O relacionamento da ex-aliada do MAGA com Trump azedou nos últimos meses, enquanto ela fazia campanha para que o Departamento de Justiça divulgasse todos os seus arquivos de Jeffrey Epstein.
Em uma longa declaração Geórgia O republicano repreendeu seu aliado de longa data, rotulando Trump de “odioso”.
Greene anunciou que deixará o Congresso em 5 de janeiro de 2026.
“Estou ansiosa por um novo caminho a seguir”, disse ela em uma postagem nas redes sociais.
Ao explicar sua decisão, ela disse que “sempre foi desprezada em Washington, DC e nunca se adaptou”.
Ela divulgou uma declaração em vídeo listando suas realizações, que incluía críticas duras ao presidente – um homem que recentemente ameaçou apoiar um oponente primário contra ela nas próximas eleições.
“Tenho muito respeito próprio e dignidade, amo demais minha família e não quero que meu belo distrito tenha que suportar uma primária dolorosa e odiosa contra mim pelo presidente pelo qual todos lutamos, apenas para lutar e vencer minha eleição enquanto os republicanos provavelmente perderão as eleições intermediárias”, disse ela.
O republicano de extrema direita foi um dos porta-vozes mais agressivos do movimento Make America Great Again.
Apesar de ter anunciado a sua demissão da Câmara dos Representantes, os relatos dos meios de comunicação norte-americanos indicam que Greene está de olho num cargo estatal.
Durante a disputa pública, o presidente comentou diretamente sobre essas ambições.
Ele escreveu no Truth Social que já a havia desencorajado de buscar qualquer um dos cargos por causa de pesquisas desfavoráveis.
Trump tem criticado fortemente Greene no Truth Social, uma vez descrevendo-a como uma “lunática”.
Sua renúncia ocorre apenas uma semana depois de uma briga pública nas redes sociais com Trump.
A rivalidade entre Greene e Trump se intensificou na sexta-feira, quando os dois trocaram farpas nas redes sociais.
O confronto começou no início da noite, quando Trump iniciou a briga no Truth Social, admitindo mesmo que a tinha dissuadido de concorrer ao Senado em 2026.
Greene rapidamente retaliou compartilhando capturas de tela de mensagens de texto que enviou a Trump sobre os arquivos de Epstein.

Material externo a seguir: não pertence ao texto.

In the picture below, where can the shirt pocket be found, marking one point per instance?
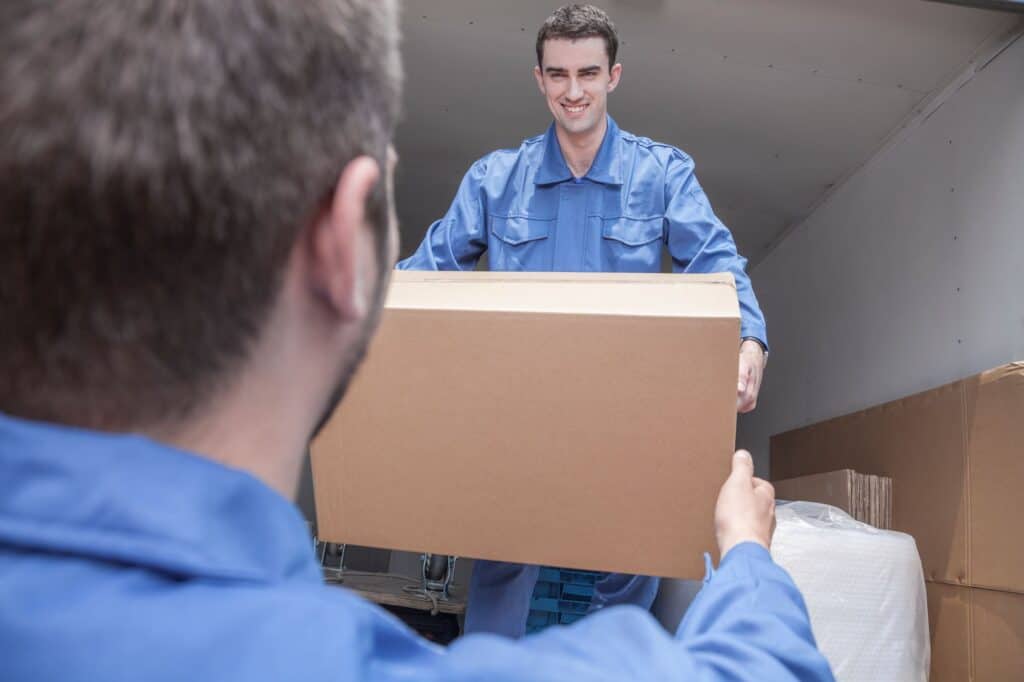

Numa mensagem, ela o aconselhou a “se aprofundar” na ligação do ex-presidente Bill Clinton com o pedófilo, dizendo: “Epstein foi a aranha que teceu a teia do estado profundo.
Seguindo seu conselho, Trump ordenou uma investigação sobre Clinton na sexta-feira.
Em outra captura de tela compartilhada, Greene respondeu a uma mensagem de “NH”, uma aparente referência à assessora presidencial Natalie Harp, que parecia chateada com as críticas de Greene.
O texto de Harp dizia simplesmente: “O JEFFREY EPSTEIN FALSIFICAÇÃO.”
A resposta detalhada de Greene defendeu sua lealdade a Trump enquanto corrigia Harp: “Em todas as entrevistas que fiz, defendi o presidente Trump”.
“Eu já disse várias vezes que as mulheres dizem que ele não fez nada de errado e o advogado delas diz que ele foi o único que ajudou.”
“E os democratas tiveram quatro anos para divulgar os arquivos, mas não fizeram nada.”
“Parem de ignorar as mulheres. Muitas delas literalmente votaram no presidente Trump e dizem isso publicamente. Elas estão sendo estupradas como adolescentes não é uma farsa.”
Trump retaliou Greene em uma série de postagens nas redes sociais, rotulando-a de “traidora” e “merda”.
deve
A irmã furiosa de Jack Osbourne ataca a ‘valentona’ Kelly Brook depois da briga de I’m A Celeb
DOR MÃE
Fui preso na frente da filha por mensagem no WhatsApp, £ 20 mil não apagam o trauma
Ele declarou o impeachment dela e prometeu apoiar um desafiante à sua cadeira no Congresso.
Apesar da rivalidade, a medida que obriga o Departamento de Justiça a divulgar os arquivos de Epstein foi aprovada no Congresso na terça-feira e sancionada por Trump na quarta-feira.